Re: Unicode escape sequence | Re: draft-ietf-httpbis-header-structure-00, unicode range

Sorry to be late, cleanup during the holidays.

On 2016/12/15 10:57, Matthew Kerwin wrote:

> ​I have should noted here that Ruby uses this \u{N...} syntax, including
> the lower limit of one hexadecimal digit.  This is a valid string literal
> in Ruby:
>
> "\u{df}\u{9}\u{1f602}"​

Not only that, but Ruby allows \uABCD in case there are exactly 4 hex 
digits. Also, you can write the above as \u{df 9 1f602}, too. Ruby puts 
writers' and readers' convenience above other concerns, but this doesn't 
mean that we can't use it.


> ​There is precedent, although I'm not sure if it's a good precedent: the
> "content" attribute in CSS uses:
>
>     %5c 1*6HEXDIGIT
>
> ...which is both undelimited (which I oppose) and without an explicit
> hexadecimal indicator (about which I'm mostly ambivalent.)​

Yes.
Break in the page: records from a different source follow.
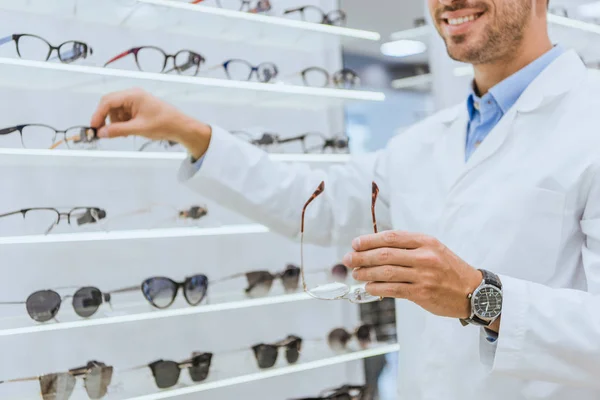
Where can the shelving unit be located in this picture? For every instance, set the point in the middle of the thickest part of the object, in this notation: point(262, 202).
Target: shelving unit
point(292, 369)
point(46, 76)
point(179, 17)
point(109, 159)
That lead to some of the stuff in 
https://www.w3.org/TR/charmod/#sec-Escaping, in particular 
https://www.w3.org/TR/charmod/#C044.


As for the \u'ABCD' recommendation in 
https://tools.ietf.org/html/rfc5137#section-5.1:

On 2016/12/14 19:38, Alexey Melnikov wrote:
 > On 14/12/2016 10:21, Julian Reschke wrote:

 >> Has this ever been used in a protocol?

I think this is a very good question. RFC 5137 doesn't even give a full 
example of its very own notation. Also, I don't think \u'ABCD' existed 
before RFC 5137. It smells quite a bit of https://xkcd.com/927/ (but I 
may be wrong, and of course, this area is prone for such phenomena).

 > Some:
 > https://datatracker.ietf.org/doc/rfc5137/referencedby/

That record is very sparse.

 > This was also extensively used in other RFCs without referencing the BCP.

Pointers, please.


Regards,   Martin.

Received on Wednesday, 4 January 2017 02:53:14 UTC